Okay, hopefully they’ll just tell her the truth now and be like, ‘yeah, so we lied, it’s a hellhound’
Feel free to hate but uh... I don’t care about Lucifer that much at this point and could do without quite honestly and if Crowley guts him this season I would fucking rejoice
Crowley should hire some managers, like lower level demons than him and run Hell like a hierarchy so he doesn’t have to oversee all the deals
Although we haven’t seen any particularly bomb demons lately, other than Crowley
Good, they told her.
Crowley sassily providing the math lmao
I’m glad Crowley’s pissed that they sent his son to die (although do we really have confirmation that he died on the ship, or maybe since he knows about more shit now he went back and stopped both of them from getting on the ship and they became witches? Wishful thinking, I know)
KELVIN, HOT DAMN
I hope he turns about to be a fun new bud and not a dick angel like the past several dozen we’ve met
“When it attacked us... I did hit it... with an axe”

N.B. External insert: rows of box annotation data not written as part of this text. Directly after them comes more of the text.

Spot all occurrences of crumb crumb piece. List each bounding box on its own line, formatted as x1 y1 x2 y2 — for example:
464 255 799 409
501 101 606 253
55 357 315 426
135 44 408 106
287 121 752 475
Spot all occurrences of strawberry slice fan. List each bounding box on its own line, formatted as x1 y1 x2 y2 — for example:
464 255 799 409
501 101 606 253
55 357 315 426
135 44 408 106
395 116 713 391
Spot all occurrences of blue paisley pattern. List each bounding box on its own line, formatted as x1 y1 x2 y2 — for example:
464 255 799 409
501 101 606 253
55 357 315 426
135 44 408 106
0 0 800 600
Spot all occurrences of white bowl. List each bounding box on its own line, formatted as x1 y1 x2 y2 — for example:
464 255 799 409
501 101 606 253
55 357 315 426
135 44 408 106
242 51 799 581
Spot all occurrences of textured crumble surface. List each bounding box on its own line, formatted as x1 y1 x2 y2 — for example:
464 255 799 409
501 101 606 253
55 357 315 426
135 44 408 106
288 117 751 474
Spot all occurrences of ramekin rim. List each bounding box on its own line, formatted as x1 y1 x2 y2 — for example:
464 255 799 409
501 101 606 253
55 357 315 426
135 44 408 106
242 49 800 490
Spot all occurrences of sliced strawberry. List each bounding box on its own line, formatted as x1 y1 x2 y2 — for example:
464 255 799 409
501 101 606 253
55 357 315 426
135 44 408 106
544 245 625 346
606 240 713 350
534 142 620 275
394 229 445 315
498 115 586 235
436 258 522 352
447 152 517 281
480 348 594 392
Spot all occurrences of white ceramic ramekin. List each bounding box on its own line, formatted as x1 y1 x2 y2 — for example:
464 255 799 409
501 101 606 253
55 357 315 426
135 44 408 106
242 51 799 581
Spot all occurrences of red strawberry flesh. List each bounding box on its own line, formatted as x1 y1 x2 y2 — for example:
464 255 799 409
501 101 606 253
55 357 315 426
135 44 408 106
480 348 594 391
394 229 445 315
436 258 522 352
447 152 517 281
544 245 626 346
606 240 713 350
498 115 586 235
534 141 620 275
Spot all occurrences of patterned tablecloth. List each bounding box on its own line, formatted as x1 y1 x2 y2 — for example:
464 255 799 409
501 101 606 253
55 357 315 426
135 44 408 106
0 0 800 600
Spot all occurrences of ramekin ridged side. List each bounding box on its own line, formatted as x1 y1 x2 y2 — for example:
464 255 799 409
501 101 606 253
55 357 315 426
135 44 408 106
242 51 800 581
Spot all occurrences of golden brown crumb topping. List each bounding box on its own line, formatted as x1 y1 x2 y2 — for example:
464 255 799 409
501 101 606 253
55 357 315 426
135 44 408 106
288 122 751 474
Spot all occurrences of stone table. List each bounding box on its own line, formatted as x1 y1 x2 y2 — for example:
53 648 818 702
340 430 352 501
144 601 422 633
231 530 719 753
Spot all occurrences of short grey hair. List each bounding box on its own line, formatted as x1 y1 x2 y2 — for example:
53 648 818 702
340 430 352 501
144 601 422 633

DORK DEMONS, WHY ARE YOU GOING TO SEE LUCIFER
Fuckers released Ramsay?! Goddamn I’m not into these demons
“...Take care of her.” “'Course. Dean, look, even if Ramsay circles back, as long as we keep moving, Gwen’s gonna... be... just...you’re talking about the car” “You tend to ride the brakes.” OMFG I LOVE THESE BROTHERS
“Just imagine, she’s a... a beautiful woman.” “Oh, come on--” “A beautiful, beautiful woman.” “I’m done” “Sam”
“Okay, so you’re here for my hands?”
Joshua, like from the garden, Joshua?
Is Lucifer about to fuck these nerds up?
Yup.
“Sorry, kid, you understand, right? No... No witnesses or anything, y’know?” “Yes. Yes! Take me! Oh Fallen One, my life is yours to devour!” “...See, now you just made it weird.” omg
*Dean looking too hot, hot damn in those glasses* “Fancy. Really bring out your eyes.” omfg, Crowley
CROWLEY MOCKING DEAN IS HYSTERICALLY ACCURATE
“Maybe I’ve rubbed off all over you” “........eughh”
Aww Crowley singing while he’s walking with Dean and Dean’s just like ughh no shh
Sam looking handsome as hell and being comforting as shit to Gwen
DAMN FINE GUESS WORK, SAMUEL, YOU STABBED IT DEAD ON
Awwww, Gwen hugged Crowley <3
SAM AND DEAN BOTH HUGGED CROWLEY
“He [Crowley] seems nice.” “Yeah.” HE AGREED
CROWLEY, YOU CLEVER BITCH
I like Kelvin so far, I hope he doesn’t turn on us
Thank god, Sam’s being honest with Dean.
I’m glad Dean is going with Sam on this because I want them to be brothers no matter what but.... I fucking hate the BMOL.